University of Cambridge
One of the most interesting documents I have read recently on stress testing is an address1 by Mr A. G. Haldane, Executive Director for Financial Stability, Bank of England, to a stress testing conference in February 2009. Here he deals with some of the, probably, many reasons why stress testing banking risk models failed to predict the catastrophic losses that recently occurred. Among other reasons, he looks at disaster myopia, a blindness in an industry to the storm that comes after a periodof calm. I can affirm its existence in our industry.
This unfortunate condition is often found, for example, among some of my former students after they have received their first bonus. I recall one of them, who I shall not name and shame, blithely informing me that risk management had advanced so far that crashes were a thing of the past.

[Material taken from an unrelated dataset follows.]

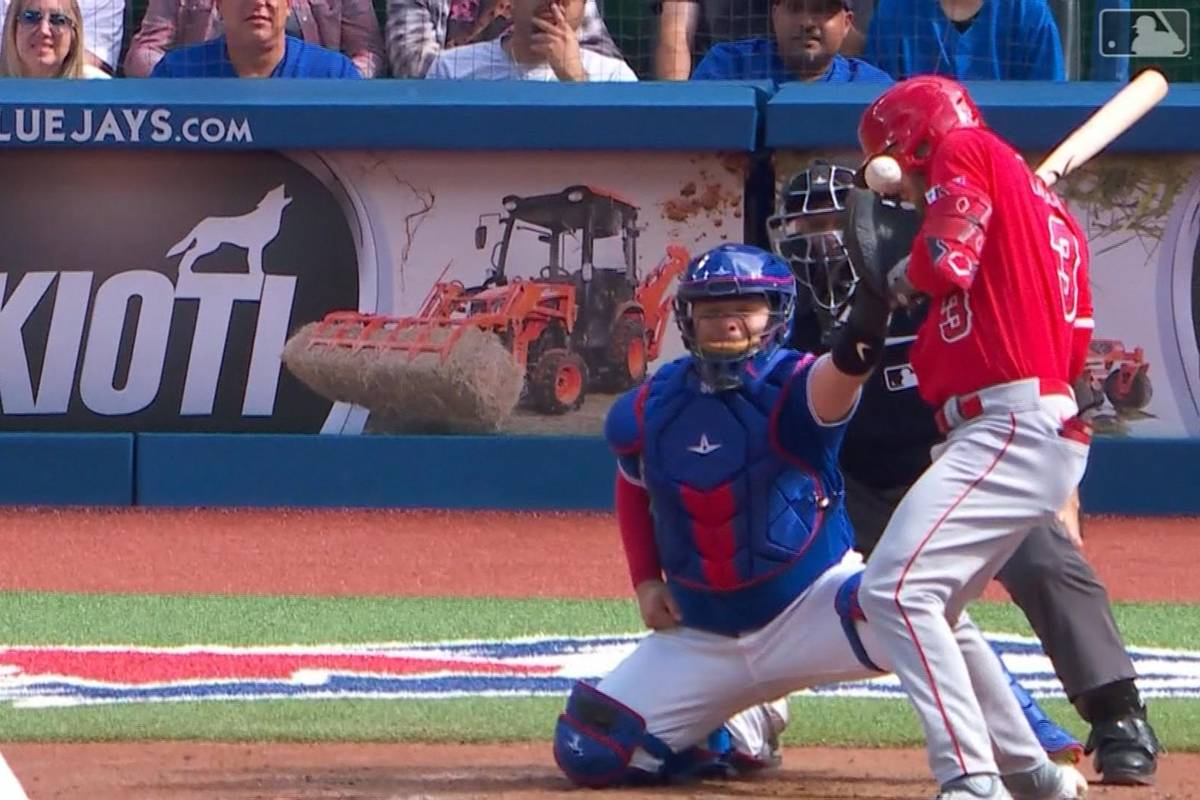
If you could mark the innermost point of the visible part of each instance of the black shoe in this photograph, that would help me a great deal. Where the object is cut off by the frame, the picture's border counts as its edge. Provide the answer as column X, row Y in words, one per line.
column 1126, row 751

Returning to Mr Haldane, whose ability to juggle abstract academic ideas with central banking realities is very impressive, I note that he also gives far reaching advice on how to set-up stress testing in the future.

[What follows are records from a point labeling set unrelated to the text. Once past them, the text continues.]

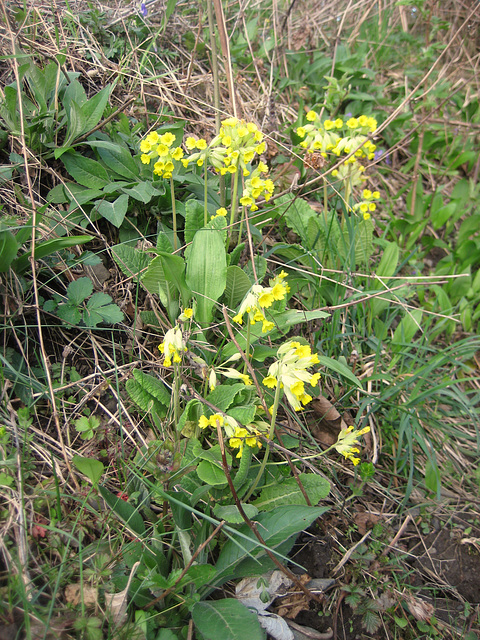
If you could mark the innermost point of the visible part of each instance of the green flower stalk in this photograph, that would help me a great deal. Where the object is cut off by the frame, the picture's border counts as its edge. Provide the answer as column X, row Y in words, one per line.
column 289, row 373
column 159, row 148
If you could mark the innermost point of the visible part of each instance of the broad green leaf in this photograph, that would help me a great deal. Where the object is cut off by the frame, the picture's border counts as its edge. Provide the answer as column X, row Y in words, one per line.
column 276, row 527
column 79, row 290
column 155, row 282
column 8, row 249
column 227, row 619
column 143, row 191
column 75, row 123
column 85, row 171
column 91, row 468
column 148, row 391
column 211, row 474
column 20, row 265
column 124, row 510
column 131, row 261
column 117, row 158
column 223, row 395
column 288, row 492
column 207, row 272
column 237, row 286
column 407, row 328
column 231, row 514
column 100, row 309
column 114, row 211
column 174, row 270
column 340, row 368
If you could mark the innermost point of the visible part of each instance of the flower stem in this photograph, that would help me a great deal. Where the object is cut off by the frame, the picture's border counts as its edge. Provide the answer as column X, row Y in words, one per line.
column 276, row 402
column 205, row 199
column 174, row 213
column 234, row 205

This material should be of great interest to our readers. It is not fully appreciated that stress testing is a critical part of model validation. Often the output that comes out of such an exercise is seen more as information about the portfolio involved rather than the model involved. Investors use stress testing to see how the profitability of a strategy reacts to extreme changes in inputs. However, this is just one transformation of the possible outputs a model can produce. Properly designed stress testing should be able to give us information about both the model and the current portfolio.
In this issue we have a number of papers which look at issues of validation and stress testing. Li et al present “a practical framework for empirically evaluating the performance of loss given default models as part of a greater credit risk management infrastructure. It discusses the use of quantitative metrics such as the confusion matrix, the expected loss shortfall, and the loss capture ratio as part of a periodic validation/approval process”.
Mager and Schmieder present a paper on stress testing German credit portfolios using an internal-ratings based model and an alternative correlation based model. They present interesting results based on historical data.
Next, Meyer looks at the estimation of intra-sector asset correlations. The author discusses how to validate the parameters using both cross sectional and time series information.
Finally, Petrov and Pomazanov look at Basel II capital requirement maturity adjustment formulas. They propose methods of calculation based on rating-agency data and also analytical formulas.
As always, the Journal is indebted to our contributors for producing such a good range of relevant, intellectually challenging papers.